04/04/2016, 14:11
İki Çocuğun Okuma Keyfi… (1)
Gazanfer ERYÜKSEL
İlkokulda ikinci sınıfa geçtim yaz… (1959) Tepeden tırnağa tatil sevinci içindeyim. Sabahları bahçede toprakla oynamak… Akşamüstleri de annemle Çocuk Parkı’na gitmek… Salıncak, tahterevalli, kaydırak ve kum havuzu… Küçük kovama doldurduğum kumlarla kaleler yapmak.
Bir akşam iş dönüşü babam elinde bir kitapla geldi… “Bu kitap bir çocuğun hatıraları… Seveceksin…” dedi.
Kitabın adı, “Falaka ve Gecelerim”… Ahmet Rasim diye biri yazmış. Daha sonra diğer kitaplarını okuyup, bestelerini pek seveceğim Ahmet Rasim ile böyle tanıştım.
Kitabı bitirdiğim günün akşamı babam beni kitaplığa görürdü.

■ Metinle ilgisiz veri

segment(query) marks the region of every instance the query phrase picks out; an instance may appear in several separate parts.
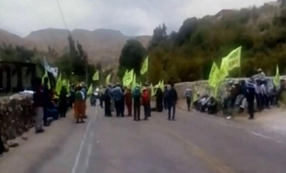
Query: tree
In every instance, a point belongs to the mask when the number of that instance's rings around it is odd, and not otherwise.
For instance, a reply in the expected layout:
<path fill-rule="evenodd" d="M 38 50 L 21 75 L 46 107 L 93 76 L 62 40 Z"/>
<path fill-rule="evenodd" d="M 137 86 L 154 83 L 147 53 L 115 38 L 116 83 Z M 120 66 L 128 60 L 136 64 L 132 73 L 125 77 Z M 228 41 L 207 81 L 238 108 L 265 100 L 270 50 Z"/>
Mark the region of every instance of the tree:
<path fill-rule="evenodd" d="M 189 18 L 183 23 L 183 25 L 179 29 L 176 43 L 181 46 L 186 42 L 187 42 L 194 31 L 196 30 L 198 20 L 195 17 Z"/>
<path fill-rule="evenodd" d="M 159 25 L 153 31 L 153 36 L 149 43 L 148 49 L 150 50 L 152 48 L 158 46 L 162 41 L 166 40 L 167 38 L 167 27 L 163 23 L 162 27 Z"/>
<path fill-rule="evenodd" d="M 139 75 L 143 61 L 147 55 L 146 50 L 139 41 L 127 40 L 121 51 L 119 57 L 119 70 L 118 75 L 120 78 L 126 69 L 134 69 Z"/>

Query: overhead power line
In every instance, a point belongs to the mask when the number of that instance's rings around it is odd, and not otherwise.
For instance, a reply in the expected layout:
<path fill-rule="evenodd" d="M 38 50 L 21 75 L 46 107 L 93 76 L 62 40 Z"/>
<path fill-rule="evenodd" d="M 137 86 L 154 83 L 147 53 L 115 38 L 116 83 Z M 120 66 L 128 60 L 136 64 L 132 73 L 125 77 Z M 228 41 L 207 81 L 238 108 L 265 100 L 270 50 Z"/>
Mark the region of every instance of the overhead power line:
<path fill-rule="evenodd" d="M 59 7 L 59 9 L 60 10 L 60 12 L 61 13 L 61 18 L 62 19 L 63 22 L 64 22 L 64 24 L 65 25 L 65 26 L 67 29 L 69 31 L 68 28 L 67 23 L 65 22 L 65 17 L 64 16 L 64 13 L 63 13 L 63 11 L 61 10 L 61 5 L 60 5 L 60 2 L 59 2 L 58 0 L 56 0 L 56 1 L 58 3 L 58 6 Z"/>

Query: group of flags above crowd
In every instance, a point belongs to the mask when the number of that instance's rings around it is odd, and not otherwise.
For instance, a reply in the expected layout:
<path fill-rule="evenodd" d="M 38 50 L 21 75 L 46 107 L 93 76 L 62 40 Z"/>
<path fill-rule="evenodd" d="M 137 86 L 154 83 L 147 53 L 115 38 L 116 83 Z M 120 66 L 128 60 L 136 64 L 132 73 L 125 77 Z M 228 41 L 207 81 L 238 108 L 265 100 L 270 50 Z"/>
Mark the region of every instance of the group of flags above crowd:
<path fill-rule="evenodd" d="M 228 72 L 235 67 L 240 68 L 241 47 L 232 51 L 226 57 L 221 59 L 220 68 L 216 63 L 213 63 L 208 81 L 208 85 L 214 89 L 215 97 L 217 96 L 218 90 L 220 83 L 228 75 Z M 239 69 L 240 75 L 240 69 Z M 273 79 L 273 83 L 276 87 L 280 85 L 280 76 L 278 65 L 276 67 L 276 75 Z"/>
<path fill-rule="evenodd" d="M 142 63 L 141 69 L 140 71 L 140 74 L 141 75 L 144 74 L 148 71 L 148 57 L 147 56 Z M 111 76 L 111 74 L 109 74 L 106 77 L 105 81 L 106 85 L 108 85 L 110 83 Z M 123 86 L 125 87 L 130 86 L 132 89 L 133 89 L 135 88 L 136 85 L 139 85 L 140 88 L 141 87 L 142 82 L 140 82 L 140 84 L 138 84 L 136 81 L 136 74 L 134 72 L 134 69 L 132 69 L 130 70 L 127 70 L 122 80 Z M 93 81 L 96 81 L 99 80 L 99 71 L 97 71 L 93 74 L 92 77 L 92 80 Z M 151 84 L 150 86 L 152 89 L 152 95 L 154 96 L 155 95 L 158 88 L 160 88 L 163 90 L 164 89 L 164 85 L 163 80 L 159 81 L 158 84 L 155 85 L 155 86 L 153 86 L 152 84 Z M 88 90 L 90 92 L 91 92 L 92 89 L 92 84 L 90 85 Z"/>
<path fill-rule="evenodd" d="M 240 67 L 241 54 L 241 47 L 240 46 L 233 50 L 226 57 L 222 59 L 220 68 L 218 68 L 215 62 L 214 62 L 213 63 L 210 73 L 208 82 L 209 85 L 211 88 L 213 89 L 214 92 L 213 92 L 213 94 L 215 97 L 216 97 L 217 95 L 218 90 L 219 84 L 228 75 L 229 71 L 235 67 Z M 140 74 L 141 75 L 144 74 L 148 71 L 148 57 L 147 56 L 142 64 L 140 71 Z M 51 68 L 50 67 L 47 67 L 49 66 L 47 63 L 45 58 L 44 58 L 44 64 L 45 73 L 42 78 L 42 83 L 44 83 L 44 78 L 45 77 L 48 77 L 47 70 L 48 69 L 50 70 Z M 48 67 L 49 67 L 49 66 Z M 50 71 L 50 70 L 49 70 L 49 72 Z M 52 74 L 53 75 L 57 76 L 57 74 L 56 74 L 54 72 Z M 106 77 L 105 82 L 106 85 L 110 84 L 111 77 L 111 74 L 109 74 Z M 97 70 L 92 76 L 92 81 L 98 81 L 99 80 L 99 71 L 98 70 Z M 130 71 L 127 70 L 122 81 L 124 86 L 130 86 L 132 89 L 135 88 L 137 85 L 139 85 L 140 87 L 142 86 L 141 82 L 140 85 L 138 84 L 137 82 L 136 74 L 134 72 L 134 69 Z M 276 75 L 273 79 L 273 83 L 276 86 L 280 85 L 280 76 L 278 65 L 276 67 Z M 48 87 L 50 88 L 51 84 L 49 79 L 48 80 Z M 66 86 L 67 89 L 69 90 L 69 81 L 65 79 L 62 80 L 61 74 L 60 73 L 58 78 L 56 85 L 55 90 L 56 93 L 59 95 L 62 86 L 64 85 Z M 155 85 L 155 90 L 154 87 L 152 84 L 151 84 L 150 86 L 152 89 L 152 95 L 154 95 L 156 93 L 156 90 L 158 88 L 160 88 L 162 90 L 164 89 L 164 80 L 160 81 L 158 84 Z M 91 92 L 92 92 L 92 83 L 88 90 Z"/>

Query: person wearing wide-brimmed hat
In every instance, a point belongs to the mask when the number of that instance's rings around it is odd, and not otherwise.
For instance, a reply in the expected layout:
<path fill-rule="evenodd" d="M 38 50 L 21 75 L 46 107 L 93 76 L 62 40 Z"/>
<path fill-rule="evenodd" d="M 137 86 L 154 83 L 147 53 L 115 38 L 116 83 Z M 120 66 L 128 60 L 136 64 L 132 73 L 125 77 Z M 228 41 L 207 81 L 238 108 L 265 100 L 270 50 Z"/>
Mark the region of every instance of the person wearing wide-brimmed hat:
<path fill-rule="evenodd" d="M 134 110 L 134 121 L 140 121 L 140 99 L 141 97 L 140 86 L 137 84 L 132 91 Z"/>
<path fill-rule="evenodd" d="M 156 110 L 157 112 L 163 111 L 163 92 L 158 85 L 155 86 L 156 88 L 155 96 L 156 97 Z"/>
<path fill-rule="evenodd" d="M 264 81 L 265 79 L 265 73 L 262 71 L 261 68 L 259 68 L 256 71 L 257 73 L 252 77 L 256 80 L 260 80 Z"/>
<path fill-rule="evenodd" d="M 255 88 L 253 84 L 253 79 L 250 78 L 246 81 L 247 94 L 246 99 L 248 113 L 249 113 L 249 119 L 254 118 L 254 102 L 255 96 Z"/>
<path fill-rule="evenodd" d="M 192 92 L 192 86 L 190 85 L 188 87 L 188 88 L 186 90 L 186 91 L 185 92 L 185 97 L 187 101 L 187 106 L 188 108 L 188 111 L 190 110 L 190 108 L 191 107 L 192 98 L 193 98 Z"/>
<path fill-rule="evenodd" d="M 131 116 L 132 114 L 132 95 L 130 86 L 127 86 L 125 93 L 125 104 L 127 107 L 128 116 Z"/>
<path fill-rule="evenodd" d="M 76 88 L 76 91 L 75 98 L 75 104 L 74 109 L 75 111 L 75 118 L 76 120 L 76 123 L 84 123 L 83 121 L 84 115 L 82 109 L 83 102 L 85 102 L 84 94 L 81 91 L 82 87 L 80 85 L 78 84 Z M 81 121 L 79 122 L 79 119 Z"/>
<path fill-rule="evenodd" d="M 150 116 L 150 102 L 149 93 L 147 88 L 143 87 L 142 88 L 142 105 L 144 108 L 144 120 L 148 120 L 148 117 Z"/>
<path fill-rule="evenodd" d="M 67 99 L 68 92 L 67 91 L 66 83 L 63 82 L 62 83 L 61 89 L 60 92 L 59 110 L 61 117 L 65 117 L 68 107 Z"/>

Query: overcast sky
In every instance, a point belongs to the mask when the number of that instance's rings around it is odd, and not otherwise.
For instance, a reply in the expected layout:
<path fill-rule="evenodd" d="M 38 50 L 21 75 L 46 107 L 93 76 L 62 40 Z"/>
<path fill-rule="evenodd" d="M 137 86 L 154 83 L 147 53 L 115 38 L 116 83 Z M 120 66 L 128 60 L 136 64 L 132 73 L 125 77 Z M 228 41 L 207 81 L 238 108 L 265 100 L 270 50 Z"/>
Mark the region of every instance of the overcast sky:
<path fill-rule="evenodd" d="M 188 17 L 223 9 L 262 5 L 270 0 L 58 0 L 68 27 L 108 28 L 124 35 L 152 35 L 165 22 L 177 31 Z M 47 28 L 65 29 L 56 0 L 0 0 L 0 29 L 22 36 Z"/>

Raftan bir kitap aldı. “Bu Ömer Seyfettin… Hikâyeci… Külliyatının ilk cildi… Bunu da seveceksin… Artık bana sorma, sırayla diğerlerini okursun…” dedi.

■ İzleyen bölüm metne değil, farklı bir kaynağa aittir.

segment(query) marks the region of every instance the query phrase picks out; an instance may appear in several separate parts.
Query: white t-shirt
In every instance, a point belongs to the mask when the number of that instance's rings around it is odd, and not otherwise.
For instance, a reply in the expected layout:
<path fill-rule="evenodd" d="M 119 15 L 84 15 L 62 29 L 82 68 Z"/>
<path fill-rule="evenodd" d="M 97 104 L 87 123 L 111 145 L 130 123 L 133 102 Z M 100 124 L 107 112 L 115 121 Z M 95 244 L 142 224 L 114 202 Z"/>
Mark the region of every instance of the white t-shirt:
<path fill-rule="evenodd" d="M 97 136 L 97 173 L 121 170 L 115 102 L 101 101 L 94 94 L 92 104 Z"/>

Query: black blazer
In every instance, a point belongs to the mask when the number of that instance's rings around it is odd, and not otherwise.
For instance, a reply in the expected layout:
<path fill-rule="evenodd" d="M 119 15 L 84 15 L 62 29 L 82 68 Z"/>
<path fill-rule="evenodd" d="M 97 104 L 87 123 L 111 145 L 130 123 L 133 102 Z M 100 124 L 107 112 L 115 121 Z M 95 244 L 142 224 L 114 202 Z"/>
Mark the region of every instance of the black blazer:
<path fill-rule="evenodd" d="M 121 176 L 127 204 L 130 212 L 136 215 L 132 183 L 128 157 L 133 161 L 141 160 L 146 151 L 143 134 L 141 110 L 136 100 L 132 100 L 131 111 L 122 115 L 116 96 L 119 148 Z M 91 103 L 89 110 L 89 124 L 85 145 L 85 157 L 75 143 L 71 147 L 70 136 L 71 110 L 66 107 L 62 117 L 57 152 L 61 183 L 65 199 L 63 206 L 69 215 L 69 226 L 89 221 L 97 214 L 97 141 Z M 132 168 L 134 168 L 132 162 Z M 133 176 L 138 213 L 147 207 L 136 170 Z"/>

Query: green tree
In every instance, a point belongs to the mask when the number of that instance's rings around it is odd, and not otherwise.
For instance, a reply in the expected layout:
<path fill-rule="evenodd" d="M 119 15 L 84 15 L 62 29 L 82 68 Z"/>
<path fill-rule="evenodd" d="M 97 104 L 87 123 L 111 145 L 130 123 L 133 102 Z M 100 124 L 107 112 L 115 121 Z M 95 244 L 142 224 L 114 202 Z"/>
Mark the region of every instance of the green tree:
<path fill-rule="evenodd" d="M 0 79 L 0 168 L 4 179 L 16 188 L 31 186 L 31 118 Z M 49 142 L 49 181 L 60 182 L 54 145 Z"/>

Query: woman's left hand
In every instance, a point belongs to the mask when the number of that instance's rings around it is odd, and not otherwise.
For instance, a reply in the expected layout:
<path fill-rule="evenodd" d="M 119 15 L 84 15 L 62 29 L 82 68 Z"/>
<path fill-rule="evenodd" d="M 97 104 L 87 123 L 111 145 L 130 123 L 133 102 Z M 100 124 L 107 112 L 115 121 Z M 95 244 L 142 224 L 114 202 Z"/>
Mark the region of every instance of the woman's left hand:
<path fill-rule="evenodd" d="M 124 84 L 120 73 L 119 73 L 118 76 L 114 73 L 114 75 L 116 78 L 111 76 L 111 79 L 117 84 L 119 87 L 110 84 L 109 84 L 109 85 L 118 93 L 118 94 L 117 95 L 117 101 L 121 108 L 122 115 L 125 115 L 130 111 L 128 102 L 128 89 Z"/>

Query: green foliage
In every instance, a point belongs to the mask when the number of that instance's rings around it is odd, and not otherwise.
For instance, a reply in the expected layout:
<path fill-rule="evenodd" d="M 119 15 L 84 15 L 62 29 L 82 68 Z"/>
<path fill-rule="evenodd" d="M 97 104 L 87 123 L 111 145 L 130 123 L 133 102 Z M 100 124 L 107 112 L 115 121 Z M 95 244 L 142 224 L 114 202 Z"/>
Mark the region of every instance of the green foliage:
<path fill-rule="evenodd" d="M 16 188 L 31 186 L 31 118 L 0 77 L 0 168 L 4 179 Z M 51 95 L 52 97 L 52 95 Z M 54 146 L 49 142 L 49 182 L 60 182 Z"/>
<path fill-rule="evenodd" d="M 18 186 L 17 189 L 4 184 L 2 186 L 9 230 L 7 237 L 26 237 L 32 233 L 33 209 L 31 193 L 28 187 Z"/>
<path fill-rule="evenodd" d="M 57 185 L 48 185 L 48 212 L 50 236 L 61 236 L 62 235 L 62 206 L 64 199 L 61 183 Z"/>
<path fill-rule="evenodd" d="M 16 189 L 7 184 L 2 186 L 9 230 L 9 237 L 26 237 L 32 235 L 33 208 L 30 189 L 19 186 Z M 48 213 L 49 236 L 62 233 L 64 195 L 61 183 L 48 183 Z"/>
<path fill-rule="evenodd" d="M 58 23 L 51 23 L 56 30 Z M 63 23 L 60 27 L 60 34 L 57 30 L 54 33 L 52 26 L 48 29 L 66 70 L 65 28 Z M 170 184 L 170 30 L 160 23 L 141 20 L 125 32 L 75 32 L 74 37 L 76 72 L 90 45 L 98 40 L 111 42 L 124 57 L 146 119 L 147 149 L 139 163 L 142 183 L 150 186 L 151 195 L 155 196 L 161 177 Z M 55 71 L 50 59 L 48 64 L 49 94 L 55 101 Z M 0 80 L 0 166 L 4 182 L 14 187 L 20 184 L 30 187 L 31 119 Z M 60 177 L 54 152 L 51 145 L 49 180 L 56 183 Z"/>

Ömer Seyfettin’in hikâyelerini çok sevmiştim. Onu Refik Halit Karay’ın hikâye kitapları izledi.
Ama en önemlisi kitaplığı kendimce keşfetmeye başladım. 1960’lı yıllarda Türkiye’de belki de tek ansiklopedi altı ciltlik “Hayat Ansiklopedisi” idi. Hikâye okumaktan yorulunca ansiklopedinin ciltlerinde gezintiye çıkardım. Ansiklopedik gezilerim hemen her yaz sürdü. İlgi alanım genişledikçe değişik maddeler okur oldum.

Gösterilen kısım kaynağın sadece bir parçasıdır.